What's the right way to parseFloat in Java

Question

I notice some issues with the Java float precision

       Float.parseFloat(\"0.0065\") - 0.001  // 0.0055000000134110451
       new Float(\"0.027\") - 0.001          


        

Answer 1

I would convert your float to a string and then use BigDecimal.

This link explains it well

new BigDecimal(String.valueOf(yourDoubleValue));

Dont use the BigDecimal double constructor though as you will still get errors

Answer 2

See What Every Computer Scientist Should Know About Floating-Point Arithmetic. Your results look correct to me.

If you don't like how floating-point numbers work, try something like BigDecimal instead.

Answer 3

The problem is simply that float has finite precision; it cannot represent 0.0065 exactly. (The same is true of double, of course: it has greater precision, but still finite.)

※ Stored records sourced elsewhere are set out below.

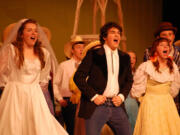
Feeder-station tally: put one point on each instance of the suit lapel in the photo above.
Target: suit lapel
(101, 61)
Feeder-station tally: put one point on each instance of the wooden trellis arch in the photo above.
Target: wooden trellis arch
(99, 4)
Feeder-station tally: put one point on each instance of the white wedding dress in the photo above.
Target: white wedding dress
(23, 108)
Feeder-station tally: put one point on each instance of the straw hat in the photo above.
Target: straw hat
(68, 46)
(165, 26)
(8, 29)
(94, 44)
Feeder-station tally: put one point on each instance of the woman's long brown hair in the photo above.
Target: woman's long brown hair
(18, 43)
(153, 50)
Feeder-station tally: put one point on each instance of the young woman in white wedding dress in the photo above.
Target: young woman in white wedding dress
(26, 60)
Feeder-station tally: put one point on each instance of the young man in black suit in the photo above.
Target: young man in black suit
(105, 78)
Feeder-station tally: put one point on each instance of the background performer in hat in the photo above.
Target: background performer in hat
(73, 50)
(167, 30)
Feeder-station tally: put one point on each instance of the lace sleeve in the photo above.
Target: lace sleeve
(140, 81)
(45, 73)
(5, 57)
(176, 82)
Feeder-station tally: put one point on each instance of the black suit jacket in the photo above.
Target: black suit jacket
(91, 78)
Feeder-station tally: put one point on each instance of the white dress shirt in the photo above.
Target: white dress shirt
(112, 87)
(65, 71)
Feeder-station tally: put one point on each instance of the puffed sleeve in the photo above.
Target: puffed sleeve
(140, 81)
(175, 86)
(58, 79)
(45, 72)
(76, 93)
(6, 57)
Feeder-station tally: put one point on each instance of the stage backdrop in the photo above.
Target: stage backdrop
(141, 17)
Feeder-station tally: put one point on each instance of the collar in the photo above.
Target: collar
(108, 50)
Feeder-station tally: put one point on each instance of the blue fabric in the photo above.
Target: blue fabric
(115, 117)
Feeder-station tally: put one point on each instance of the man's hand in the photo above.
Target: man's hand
(100, 99)
(117, 101)
(63, 103)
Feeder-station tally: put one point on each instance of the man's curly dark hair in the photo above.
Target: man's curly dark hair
(104, 29)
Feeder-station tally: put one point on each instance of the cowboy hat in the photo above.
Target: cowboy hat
(165, 26)
(68, 46)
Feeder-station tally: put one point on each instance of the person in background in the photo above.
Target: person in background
(156, 82)
(131, 104)
(73, 50)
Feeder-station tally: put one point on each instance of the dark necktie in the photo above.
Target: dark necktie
(112, 62)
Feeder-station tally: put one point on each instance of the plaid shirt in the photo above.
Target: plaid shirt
(176, 58)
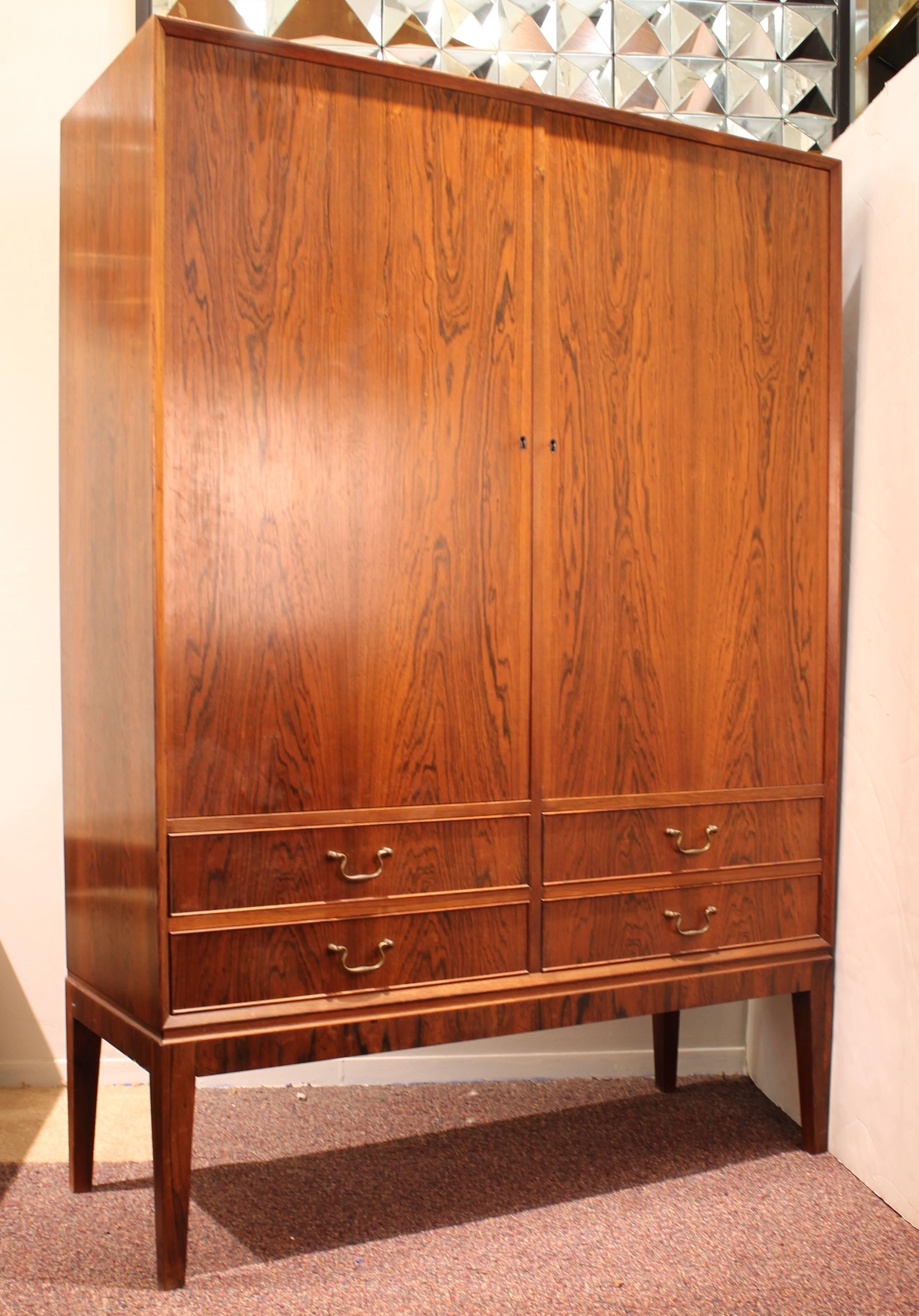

A further problem, which makes the above problem more obvious, is that 0.001 is a double rather than a float, so your float is getting promoted to a double to perform the subtraction, and of course at that point the system has no way to recover the missing precision that a double could have represented to begin with. To address that, you would write:

float f = Float.parseFloat("0.0065") - 0.001f;

using 0.001f instead of 0.001.

Answer 4

From the Java Tutorials page on Primitive Data Types:

A floating-point literal is of type float if it ends with the letter F or f; otherwise its type is double and it can optionally end with the letter D or d.

So I think your literals (0.001) are doubles and you're subtracting doubles from floats.

Try this instead:

System.out.println((0.0065F - 0.001D)); // 0.005500000134110451
System.out.println((0.0065F - 0.001F)); // 0.0055

... and you'll get:

0.005500000134110451
0.0055

So add F suffixes to your literals and you should get better results:

Float.parseFloat("0.0065") - 0.001F
new Float("0.027") - 0.001F
Float.valueOf("0.074") - 0.001F

Answer 5

Floating point cannot accurately represent decimal numbers. If you need an accurate representation of a number in Java, you should use the java.math.BigDecimal class:

BigDecimal d = new BigDecimal("0.0065");

Answer 6

You're getting the right results. There is no such float as 0.027 exactly, nor is there such a double. You will always get these errors if you use float or double.

float and double are stored as binary fractions: something like 1/2 + 1/4 + 1/16... You can't get all decimal values to be stored exactly as finite-precision binary fractions. It's just not mathematically possible.

The only alternative is to use BigDecimal, which you can use to get exact decimal values.